The joys of being a patrol officer are often expressed in the little moments. An impromptu football toss with some kids in the park; a chat with an elderly woman walking her dog; stepping out of the car and having a young child run up to give you a hug; letting a group of kids switch on the police lights and giggle with excitement; noticing someone in need and connecting them with those who can help; volunteering at a community event … It is truly a privilege to work in this place we call home.

Living in Eagle County can make us feel exempt from events happening elsewhere. It is our job to understand that we are not, and to prepare for any possible contingency. The magnificence of our environment and friendliness of its residents, generates global appeal and that requires additional security measures. As patrol officers, we are the front line of defense. We must remain vigilant so that others needn’t be. Tragedy can occur anywhere, at any time and even with our extensive level of training, we are still affected by certain events.

A typical traffic stop can suddenly become a deadly encounter. You notice a car driving erratically. It’s mid-afternoon and you wonder if they have begun an early happy hour, are distracted by a phone text, or perhaps dealing with a rambunctious dog in the front seat — any number of things could be going on, but they don’t appear to be in control of their car and the results could be disastrous. You pull them over to make sure things are OK.

As you exit your vehicle, you notice quite a bit of movement in the car. The driver has leaned over several times and the passenger is reaching for something in the back. Your training alerts you to potential danger. While it could simply be a mom, talking to her child in the back seat, it could also be a gang member traveling through, and reaching for a gun — you don’t know and must be ready for anything.

Not a moment goes by that we aren’t cognizant of potential dangers that may occur in the most unassuming places: our parks, schools, recreational facilities, outdoor venues, shopping areas, basically anywhere. Even when things start out innocently, they can abruptly turn tragic.

A child out past curfew can become a missing person. An outdoor excursion can become a life-threatening ordeal. A reach for the radio can become a deadly car accident. An evening out to a restaurant or pub may result in someone becoming intoxicated and exhibiting behavior that turns violent. Escalation can turn a simple argument into something deadlier. This aggression can make its way home, creating the potential for domestic violence. Unintentional and even deadly consequences can result from unfiltered aggression. We must often be the calming force for a peaceful resolution, and at times that means removing one or more parties from the equation and taking them into protective custody.

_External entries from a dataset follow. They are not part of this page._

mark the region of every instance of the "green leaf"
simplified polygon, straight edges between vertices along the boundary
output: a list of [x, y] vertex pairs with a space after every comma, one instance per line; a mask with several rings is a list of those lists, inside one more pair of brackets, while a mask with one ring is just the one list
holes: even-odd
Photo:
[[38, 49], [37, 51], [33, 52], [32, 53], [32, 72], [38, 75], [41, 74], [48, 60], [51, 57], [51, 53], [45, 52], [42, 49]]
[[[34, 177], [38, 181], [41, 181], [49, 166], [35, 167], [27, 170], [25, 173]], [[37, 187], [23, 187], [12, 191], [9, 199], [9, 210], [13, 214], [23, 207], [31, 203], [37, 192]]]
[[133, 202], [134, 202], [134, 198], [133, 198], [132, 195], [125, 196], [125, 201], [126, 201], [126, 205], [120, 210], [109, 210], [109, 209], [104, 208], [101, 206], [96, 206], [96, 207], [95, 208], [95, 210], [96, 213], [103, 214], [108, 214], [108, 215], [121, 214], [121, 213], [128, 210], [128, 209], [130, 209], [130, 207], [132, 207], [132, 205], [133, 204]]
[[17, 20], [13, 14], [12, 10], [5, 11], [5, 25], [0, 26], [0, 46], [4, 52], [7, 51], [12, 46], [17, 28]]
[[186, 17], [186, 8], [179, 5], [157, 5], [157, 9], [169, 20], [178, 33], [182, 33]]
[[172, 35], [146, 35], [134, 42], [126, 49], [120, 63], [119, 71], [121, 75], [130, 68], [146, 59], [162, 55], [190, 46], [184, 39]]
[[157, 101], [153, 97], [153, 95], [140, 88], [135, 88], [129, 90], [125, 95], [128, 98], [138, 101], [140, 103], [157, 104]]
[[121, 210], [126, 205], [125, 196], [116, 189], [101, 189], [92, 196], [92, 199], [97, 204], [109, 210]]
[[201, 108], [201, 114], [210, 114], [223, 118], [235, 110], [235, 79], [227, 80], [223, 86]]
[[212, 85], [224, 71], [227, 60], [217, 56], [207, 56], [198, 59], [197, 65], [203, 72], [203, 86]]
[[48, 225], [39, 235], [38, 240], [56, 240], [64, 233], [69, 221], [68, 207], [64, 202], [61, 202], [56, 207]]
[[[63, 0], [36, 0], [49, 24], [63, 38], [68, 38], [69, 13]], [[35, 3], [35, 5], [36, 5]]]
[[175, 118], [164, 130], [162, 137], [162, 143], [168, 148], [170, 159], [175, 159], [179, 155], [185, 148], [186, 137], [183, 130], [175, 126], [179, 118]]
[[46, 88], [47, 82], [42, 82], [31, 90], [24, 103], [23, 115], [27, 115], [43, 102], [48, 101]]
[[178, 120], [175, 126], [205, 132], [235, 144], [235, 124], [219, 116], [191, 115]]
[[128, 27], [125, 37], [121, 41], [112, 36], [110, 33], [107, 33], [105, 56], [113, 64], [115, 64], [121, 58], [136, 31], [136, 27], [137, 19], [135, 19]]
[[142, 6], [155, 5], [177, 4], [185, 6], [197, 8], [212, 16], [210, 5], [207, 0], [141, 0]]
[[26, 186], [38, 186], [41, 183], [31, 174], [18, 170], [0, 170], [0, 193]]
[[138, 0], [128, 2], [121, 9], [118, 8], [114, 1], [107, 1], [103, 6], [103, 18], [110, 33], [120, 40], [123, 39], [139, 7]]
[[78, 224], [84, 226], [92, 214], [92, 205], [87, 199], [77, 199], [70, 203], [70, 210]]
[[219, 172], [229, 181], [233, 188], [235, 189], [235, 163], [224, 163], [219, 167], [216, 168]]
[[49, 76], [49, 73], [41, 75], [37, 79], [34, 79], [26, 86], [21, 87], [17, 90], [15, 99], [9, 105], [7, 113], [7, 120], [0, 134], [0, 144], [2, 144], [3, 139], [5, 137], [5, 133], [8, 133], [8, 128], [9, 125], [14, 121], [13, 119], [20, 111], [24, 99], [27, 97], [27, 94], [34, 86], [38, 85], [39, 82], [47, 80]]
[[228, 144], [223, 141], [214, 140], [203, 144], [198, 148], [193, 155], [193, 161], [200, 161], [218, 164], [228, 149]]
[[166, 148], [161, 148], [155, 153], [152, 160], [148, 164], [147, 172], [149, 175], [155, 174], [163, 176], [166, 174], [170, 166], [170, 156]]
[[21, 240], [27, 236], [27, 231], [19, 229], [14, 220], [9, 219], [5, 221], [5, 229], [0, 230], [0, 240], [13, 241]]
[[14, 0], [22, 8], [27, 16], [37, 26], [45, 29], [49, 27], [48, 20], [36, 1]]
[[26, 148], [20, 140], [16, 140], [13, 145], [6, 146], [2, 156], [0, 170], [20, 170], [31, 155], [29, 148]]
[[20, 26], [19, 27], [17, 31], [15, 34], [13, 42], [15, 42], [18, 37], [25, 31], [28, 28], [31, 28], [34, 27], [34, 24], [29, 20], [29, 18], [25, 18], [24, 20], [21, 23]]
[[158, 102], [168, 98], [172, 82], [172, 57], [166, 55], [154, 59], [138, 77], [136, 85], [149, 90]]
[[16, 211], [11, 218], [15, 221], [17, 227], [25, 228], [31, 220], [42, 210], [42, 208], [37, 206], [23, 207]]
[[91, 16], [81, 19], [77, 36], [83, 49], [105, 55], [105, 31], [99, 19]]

Nothing prepares you for the images permanently embedded in your mind, of the dead bodies you encounter from various situations: accidents, suicides, outdoor incidents, murders, drug overdoses, natural causes, but especially those of children. Patrol officers are committed to making sure any tragedy is immediately contained, even at great personal risk. It’s a tough job but completely worth it. We have the honor of protecting our incredible community, insuring a positive future for our children.

Getting selected for this position is not easy. All patrol officers must complete a state certified Police Officers Standards & Training (POST) program, which covers all areas of law enforcement including: investigations, firearms, law, intelligence, civil liability, arrest procedures, detention skills, traffic, field operations, community relations, drugs, self-defense, control tactics, surveillance, driving techniques and additional county procedures.

There are also continual training mandates throughout an officer’s career. Applicants must pass an extensive background check, polygraph, psychological test, college transcript evaluation and multiple interviews. In addition, officers must possess a true desire to help others — those seeking bravado are quickly eliminated. In addition, there are personal sacrifices.

Driving through our neighborhoods, thoughts may wander to your youngest, who is competing in a state championship, which you are unable to attend. The 12-hour shift, which changes from nights to days every eight weeks, is an equitable solution for all officers, but makes planning family events and holidays a challenge. Balancing law enforcement with family life can be difficult, yet most agree, it is worth the cost.

Patrol operations with the Eagle County Sheriff’s Office is a fulfilling opportunity, and while it can be quite dangerous and requires unwavering dedication, it is also the honor of a lifetime.

James van Beek is the Eagle County sheriff.